Saturday, March 17, 2012
For St. Patrick's Day today I had a visit from E. O'coli. This morning while packing up and getting ready to head out of Malawi, I noticed some vague upper abdominal pain. Not much, but noticeable.
Hmmm, that's not good, I thought.
By the time I got in the car for the ride to the airport, things, indeed, were not good. Reminiscent of a wet towel being rung out by Mr. T, I was starting to get hit by waves of abdominal cramps that came every three to four seconds. Probably, my nerd brain distractedly mentioned, in time with the natural peristaltic movements of the intestines. Oh, that's interesting, I thought. I was getting clammy, looking pasty, and starting to wonder if things were about to look like the scene from "Alien". The inevitable self-diagnosis assessment began in order to make order out of this: Hmm, no vomiting, so this epigastric pain probably isn't a small bowel obstruction or a bout of pancreatitis. No high fever or headache (and I've been on prophylaxis), so this shouldn't be malaria. Still a bit of an appetite, so shouldn't be an inflamed appendix.
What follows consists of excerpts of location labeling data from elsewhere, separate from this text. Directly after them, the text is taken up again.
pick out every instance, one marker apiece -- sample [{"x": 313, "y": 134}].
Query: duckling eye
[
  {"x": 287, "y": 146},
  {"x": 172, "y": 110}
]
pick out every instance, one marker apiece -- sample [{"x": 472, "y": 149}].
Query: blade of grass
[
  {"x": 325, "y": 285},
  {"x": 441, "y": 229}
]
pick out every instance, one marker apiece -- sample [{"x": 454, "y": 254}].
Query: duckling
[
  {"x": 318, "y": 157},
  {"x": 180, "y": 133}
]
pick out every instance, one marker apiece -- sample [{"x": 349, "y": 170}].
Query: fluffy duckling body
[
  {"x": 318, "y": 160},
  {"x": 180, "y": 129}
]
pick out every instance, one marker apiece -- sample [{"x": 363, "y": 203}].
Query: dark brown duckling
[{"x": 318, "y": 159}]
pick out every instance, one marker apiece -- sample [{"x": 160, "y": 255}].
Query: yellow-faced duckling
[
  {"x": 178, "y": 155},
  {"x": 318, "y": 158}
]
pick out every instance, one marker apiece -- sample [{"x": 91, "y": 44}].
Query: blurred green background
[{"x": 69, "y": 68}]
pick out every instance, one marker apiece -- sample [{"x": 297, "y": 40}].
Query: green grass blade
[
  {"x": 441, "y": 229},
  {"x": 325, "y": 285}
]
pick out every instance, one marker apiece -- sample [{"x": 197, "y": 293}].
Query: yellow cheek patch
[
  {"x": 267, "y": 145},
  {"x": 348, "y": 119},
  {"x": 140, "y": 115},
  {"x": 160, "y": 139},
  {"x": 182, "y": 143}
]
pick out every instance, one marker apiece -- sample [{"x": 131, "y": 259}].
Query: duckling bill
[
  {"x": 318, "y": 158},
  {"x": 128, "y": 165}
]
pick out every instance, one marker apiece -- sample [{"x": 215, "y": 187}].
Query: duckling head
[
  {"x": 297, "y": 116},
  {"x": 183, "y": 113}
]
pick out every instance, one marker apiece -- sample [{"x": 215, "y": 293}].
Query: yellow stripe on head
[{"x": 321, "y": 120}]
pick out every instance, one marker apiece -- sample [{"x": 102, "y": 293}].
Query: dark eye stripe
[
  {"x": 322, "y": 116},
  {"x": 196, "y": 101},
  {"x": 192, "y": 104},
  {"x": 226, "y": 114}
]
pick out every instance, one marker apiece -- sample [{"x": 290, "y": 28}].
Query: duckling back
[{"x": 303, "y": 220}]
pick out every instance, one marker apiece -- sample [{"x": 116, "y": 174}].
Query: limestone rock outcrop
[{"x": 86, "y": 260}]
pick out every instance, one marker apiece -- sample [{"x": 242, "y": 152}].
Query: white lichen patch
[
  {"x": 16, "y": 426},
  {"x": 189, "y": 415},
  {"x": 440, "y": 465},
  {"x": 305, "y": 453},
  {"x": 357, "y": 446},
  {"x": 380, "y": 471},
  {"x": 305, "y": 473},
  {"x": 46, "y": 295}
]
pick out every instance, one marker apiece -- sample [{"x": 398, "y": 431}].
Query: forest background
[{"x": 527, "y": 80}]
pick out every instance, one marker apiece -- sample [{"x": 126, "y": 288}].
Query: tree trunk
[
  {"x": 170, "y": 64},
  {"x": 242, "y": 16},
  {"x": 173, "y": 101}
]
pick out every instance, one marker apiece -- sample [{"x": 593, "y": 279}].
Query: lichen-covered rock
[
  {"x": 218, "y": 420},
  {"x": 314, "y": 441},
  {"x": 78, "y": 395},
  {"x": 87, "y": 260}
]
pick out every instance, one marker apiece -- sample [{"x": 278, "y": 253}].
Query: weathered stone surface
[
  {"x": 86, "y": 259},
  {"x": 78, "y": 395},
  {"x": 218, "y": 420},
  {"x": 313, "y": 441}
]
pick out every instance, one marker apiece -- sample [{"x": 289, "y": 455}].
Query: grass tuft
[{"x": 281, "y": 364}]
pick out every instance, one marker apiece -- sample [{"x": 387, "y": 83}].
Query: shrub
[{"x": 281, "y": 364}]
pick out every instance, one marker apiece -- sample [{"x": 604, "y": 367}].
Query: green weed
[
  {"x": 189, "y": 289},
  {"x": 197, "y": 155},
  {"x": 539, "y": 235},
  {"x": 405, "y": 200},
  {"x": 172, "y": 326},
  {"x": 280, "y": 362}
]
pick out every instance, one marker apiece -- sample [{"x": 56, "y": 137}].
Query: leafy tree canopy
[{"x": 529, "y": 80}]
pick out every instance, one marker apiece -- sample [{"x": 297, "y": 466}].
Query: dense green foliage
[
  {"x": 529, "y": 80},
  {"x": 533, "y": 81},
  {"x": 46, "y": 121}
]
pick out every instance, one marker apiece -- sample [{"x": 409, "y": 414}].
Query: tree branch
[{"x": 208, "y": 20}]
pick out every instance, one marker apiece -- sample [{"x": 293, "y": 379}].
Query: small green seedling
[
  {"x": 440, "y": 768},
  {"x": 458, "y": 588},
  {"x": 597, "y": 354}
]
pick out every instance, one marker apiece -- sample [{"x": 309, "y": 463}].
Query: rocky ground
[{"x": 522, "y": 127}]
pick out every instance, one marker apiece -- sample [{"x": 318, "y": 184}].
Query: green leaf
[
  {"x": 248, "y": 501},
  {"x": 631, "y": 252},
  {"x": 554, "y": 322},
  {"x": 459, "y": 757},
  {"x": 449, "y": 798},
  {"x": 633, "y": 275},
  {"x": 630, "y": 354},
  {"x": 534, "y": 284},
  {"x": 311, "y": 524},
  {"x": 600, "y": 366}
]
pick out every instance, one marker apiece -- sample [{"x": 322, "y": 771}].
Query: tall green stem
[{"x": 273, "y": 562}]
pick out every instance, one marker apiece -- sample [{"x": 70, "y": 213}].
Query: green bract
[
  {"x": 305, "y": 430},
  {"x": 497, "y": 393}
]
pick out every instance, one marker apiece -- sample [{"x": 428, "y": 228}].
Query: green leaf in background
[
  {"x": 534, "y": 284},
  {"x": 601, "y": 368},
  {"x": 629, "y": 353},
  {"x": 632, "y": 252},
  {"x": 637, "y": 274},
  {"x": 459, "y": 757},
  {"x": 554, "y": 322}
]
Also probably not a bout of PID (though this, along with a kidney stone, were where Chris placed his vote...as far as I could tell, through his laughter as he drove us to the airport).
Surprised that neither the ticket agent nor the customs official sent me to quarantine (though this might be because it doesn't exist in Malawi), I was able to make it onto the plane. By this time, the preemptive strike of ciprofloxacin, loperamide, and ibuprofen was starting to have a positive effect. And things were best if I didn't move. Or laugh. And this was harder than you might guess, as Chris recounted his best travel diarrhea stories (hang out with anyone who has traveled as much as him, and you'll hear quite a load. Umm, sorry. Couldn't help myself). By the time the one and a half hour flight to Nairobi was finished, I was a new man. What was probably a bacterial infection of the lining of my small intestine that could have put me out of commission for days, was now already being cured with a combination of an antibiotic and an antimotility drug. And without a single trip to the loo.
I'm a lucky man.
Traveler's diarrhea (Montezuma's Revenge, Delhi Belly, Aztec two-step, etc.) is probably the most common ailment faced by travelers. For most, its just annoying, and it can be treated with one to three days of a quinolone antibiotic like ciprofloxacin (though due to high levels of resistant bacteria, especially Shigella, in parts of South East Asia, azithromycin is the recommended agent there). Pop a couple of pills, wait through a little bit (or a whole lot) of pain, and there, you're all better. Right as rain.
But diarrhea for people living in the developing world is a very different story. Most people in countries like Malawi have little access to drugs for this kind of thing. In fact, the World Health Organization recommendations are to not treat diarrhea unless it's invasive (causing fever and bleeding) or has lasted for more than two weeks. Most cases of diarrhea are self limited, even when they are caused by bacteria and not viruses. Treating everybody who has a case of diarrhea haphazardly with antibiotics has lead to a great deal of development of resistance to older antibiotics. So had I been a Malawian farmer working in the maize fields of Kabudula, I would have lived through the pain, had a few days of Malawian March Madness, and gotten on with my life.
But the main problem with diarrhea, and what kills, is dehydration, especially among children. Depending on the year and how the statistics are gathered, diarrhea is the number one or number two killer of kids around the globe, alongside pneumonia. Without water, the body simply can not function. Hypovolemic shock sets in, electrolytes and pH are unbalanced, body systems shut down, and eventually the child dies from cardiac arrest.
A mantra that runs through WAM programs is to provide important, life-changing interventions for relatively little expenditure. Reducing the number of deaths every year from diarrhea shouldn't cost millions. People need education about and access to soap and clean water, a place to dispose of human and animal waste that is away from food and water sources, access to oral rehydration salts to prevent and treat dehydration, and then excellent care at a hospital involving IV rehydration and medications if all else fails. We are starting to help with the last step. Help ensure access to trained personnel and availability of necessary meds and equipment at the hospital level. We also need to look more at systems: why are IV cannulas out of stock again? What needs to be done to prevent this from happening again?
But we hope to also affect change far up-stream from this point. We are finalizing details in a partnership with US Peace Corps to bring in a volunteer who will focus on some of these basic, life-saving interventions. Hopefully with time and a team approach, fewer children in Kabudula will die due to something as preventable and treatable as diarrhea.